For bonus points, the calling code ensures that pageSize cannot be too big :-)
More posts in "Answer" series:
- (05 Jan 2023) what does this code print?
- (15 Dec 2022) What does this code print?
- (07 Apr 2022) Why is this code broken?
- (20 Jan 2017) What does this code do?
- (16 Aug 2011) Modifying execution approaches
- (30 Apr 2011) Stopping the leaks
- (24 Dec 2010) This code should never hit production
- (21 Dec 2010) Your own ThreadLocal
- (11 Feb 2010) Debugging a resource leak
- (03 Sep 2009) The lazy loaded inheritance many to one association OR/M conundrum
- (04 Sep 2008) Don't stop with the first DSL abstraction
- (12 Jun 2008) How many tests?
Comments
Code still unreadable.
Ayende, is it guaranteed each term only appears once in an index? Even in the case of a secondary index?
Because if a term could be repeated, the new method will actually produce different results compared to the old one.

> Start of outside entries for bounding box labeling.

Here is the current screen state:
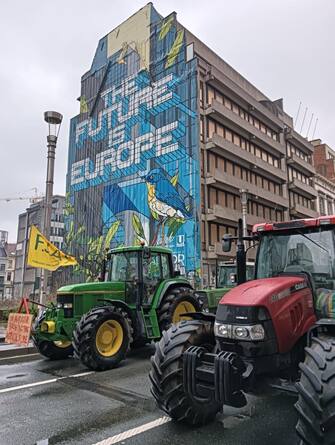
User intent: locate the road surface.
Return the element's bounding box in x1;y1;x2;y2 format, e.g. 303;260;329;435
0;346;297;445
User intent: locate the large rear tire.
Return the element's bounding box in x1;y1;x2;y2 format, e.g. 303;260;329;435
73;305;133;371
295;336;335;445
150;320;221;425
158;287;201;332
32;313;73;360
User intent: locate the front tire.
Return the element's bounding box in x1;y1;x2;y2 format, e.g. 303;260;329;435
73;305;133;371
32;313;73;360
149;320;221;425
158;287;201;332
295;336;335;445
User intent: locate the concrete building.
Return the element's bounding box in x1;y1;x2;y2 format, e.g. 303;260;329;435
314;174;335;215
311;139;335;182
4;243;16;299
14;195;65;298
67;3;318;284
0;244;7;300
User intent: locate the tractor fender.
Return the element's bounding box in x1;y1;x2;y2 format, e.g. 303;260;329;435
98;298;145;339
157;280;194;307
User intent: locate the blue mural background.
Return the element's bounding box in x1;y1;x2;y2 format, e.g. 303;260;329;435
66;6;200;279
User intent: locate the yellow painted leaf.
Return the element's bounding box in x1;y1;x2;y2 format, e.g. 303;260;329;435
158;16;173;40
171;173;179;187
80;96;88;113
105;221;120;249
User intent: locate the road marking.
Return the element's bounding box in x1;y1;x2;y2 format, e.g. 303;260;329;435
94;417;171;445
0;352;41;361
0;371;94;394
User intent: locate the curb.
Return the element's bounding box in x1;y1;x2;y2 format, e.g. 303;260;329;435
0;340;37;359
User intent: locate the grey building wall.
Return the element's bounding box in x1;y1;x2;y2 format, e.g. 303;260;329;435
14;195;65;298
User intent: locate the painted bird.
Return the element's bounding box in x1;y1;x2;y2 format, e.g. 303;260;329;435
145;168;191;219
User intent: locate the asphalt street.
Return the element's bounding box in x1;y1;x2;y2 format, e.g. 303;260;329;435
0;346;297;445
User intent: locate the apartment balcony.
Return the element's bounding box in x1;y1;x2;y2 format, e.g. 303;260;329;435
288;178;318;199
205;134;287;182
206;65;283;129
286;128;314;154
203;204;264;226
287;153;315;176
206;169;288;208
205;100;286;156
290;204;319;218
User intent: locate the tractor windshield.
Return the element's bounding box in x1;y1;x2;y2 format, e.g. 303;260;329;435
109;252;138;281
217;264;254;288
256;230;335;289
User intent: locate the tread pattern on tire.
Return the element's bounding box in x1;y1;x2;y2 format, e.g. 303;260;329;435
295;336;335;445
158;287;200;332
149;320;221;425
32;311;73;360
73;305;133;371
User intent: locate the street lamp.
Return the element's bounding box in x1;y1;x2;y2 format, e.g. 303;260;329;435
240;189;248;241
43;111;63;238
40;111;63;304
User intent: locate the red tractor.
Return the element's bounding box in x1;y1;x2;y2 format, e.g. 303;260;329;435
150;216;335;445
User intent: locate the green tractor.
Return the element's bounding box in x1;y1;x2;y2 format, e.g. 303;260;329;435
32;246;208;371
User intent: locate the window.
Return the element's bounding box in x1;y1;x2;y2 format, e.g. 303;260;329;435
161;253;171;280
319;196;325;215
109;252;138;281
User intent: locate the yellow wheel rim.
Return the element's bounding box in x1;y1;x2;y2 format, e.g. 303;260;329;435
95;320;123;357
54;340;71;349
172;300;196;324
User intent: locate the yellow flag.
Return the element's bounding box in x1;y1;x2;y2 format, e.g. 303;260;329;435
165;29;184;68
27;226;77;270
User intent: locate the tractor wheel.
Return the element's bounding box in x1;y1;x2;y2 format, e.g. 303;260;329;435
150;320;221;425
158;287;201;332
32;313;73;360
73;305;133;371
295;336;335;445
33;338;73;360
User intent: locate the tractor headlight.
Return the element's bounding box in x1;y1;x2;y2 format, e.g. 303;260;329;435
214;321;265;341
194;292;209;312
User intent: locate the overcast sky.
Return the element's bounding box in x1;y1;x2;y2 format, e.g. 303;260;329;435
0;0;335;242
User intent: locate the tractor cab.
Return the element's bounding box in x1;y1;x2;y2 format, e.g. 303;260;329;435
33;245;205;371
150;216;335;445
216;261;255;288
106;246;178;306
253;217;335;318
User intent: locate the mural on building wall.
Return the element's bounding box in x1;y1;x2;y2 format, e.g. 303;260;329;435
66;4;200;279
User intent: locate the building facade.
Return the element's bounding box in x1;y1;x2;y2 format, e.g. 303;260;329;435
66;4;317;285
4;243;16;299
14;195;65;298
314;174;335;215
311;139;335;182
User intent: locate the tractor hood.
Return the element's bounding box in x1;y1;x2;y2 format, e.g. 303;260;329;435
57;281;125;294
220;275;308;307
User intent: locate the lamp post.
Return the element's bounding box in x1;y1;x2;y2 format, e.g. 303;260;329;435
40;111;63;304
240;189;248;241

Doesn't paging infer that you can access more than 1 page?
Patrick,
Terms can be repeated. But I don't see the difference that you mention, where is it?
Tommy,
You can, that is why you have the fromValue paramter for
Ayende, what happens with repeating terms and __pageSize = 1 ?
Hmm, thinking about it, I assume the index reader will start at the first item after the given term?
At first I was thinking about __termEnum as a regular enumeration from wich you could start halfway (like Enumerate.Skip). And with the index [ 1, 2, 2, 3 ] GetOldTerms() would result in the set [ 1, 2, 3 ] and GetTems(size = 2) and GetTerms(from 2, size = 2) would result in the sets [ 1, 2 ] and [ 2, 3 ].
I think I was wrong.
Yeah, that 'bonus' code is an abomination, the same poor design flaw that hampered RavenDB until my patch fixed it ;)
And you are wrong in general, Paging is optional.
So, what's this affection with "out"? Why isn't the return value of "currentIndexSearcher.Use" the IndexSearcher you are initializing? Any particular reason?
And what with the Term().Text() stuff? Are they extension methods or have you abolished properties by some reason?
Is this actually production code now or is it just tuned to fit on one blog post?
It seems to me a bit confusing to me. If you are using Single Responsibility principle, than this part of code should not have paging. Suppose, you are querying a database with:
SELECT * FROM tableName;
The server would return you all the records available, and will not limit the result, unless you specify it explicitly.
Following this idea, you can easily say that the code in the post lacks sorting and shall never hit production because of that. Paging is additional functionality, which should have been stated in the task, e.g. "this code lacks important additional functionality, what is it"?
Would you argue on my comment? Thanks!
Oleksii
Patrick,
That is why I have this line:
It ensures that we skip to the next value.
Jdn,
I have seen too many systems where unbounded result sets brought the system to its knees.
Not on my watch
Frank,
Because what we are disposing and the value we return are two different thing.
The using statement denotes context (more specifically, it denotes a reference counting scheme), the out variable denotes the value to actually use.
As for Term().Text(), that is part of the Lucene library that I am using
Oleksii,
SRP isn't part of this.
You enforce paging for the same reason that you validate input, because if you don't, Bad Things happen.
And the information is already sorted.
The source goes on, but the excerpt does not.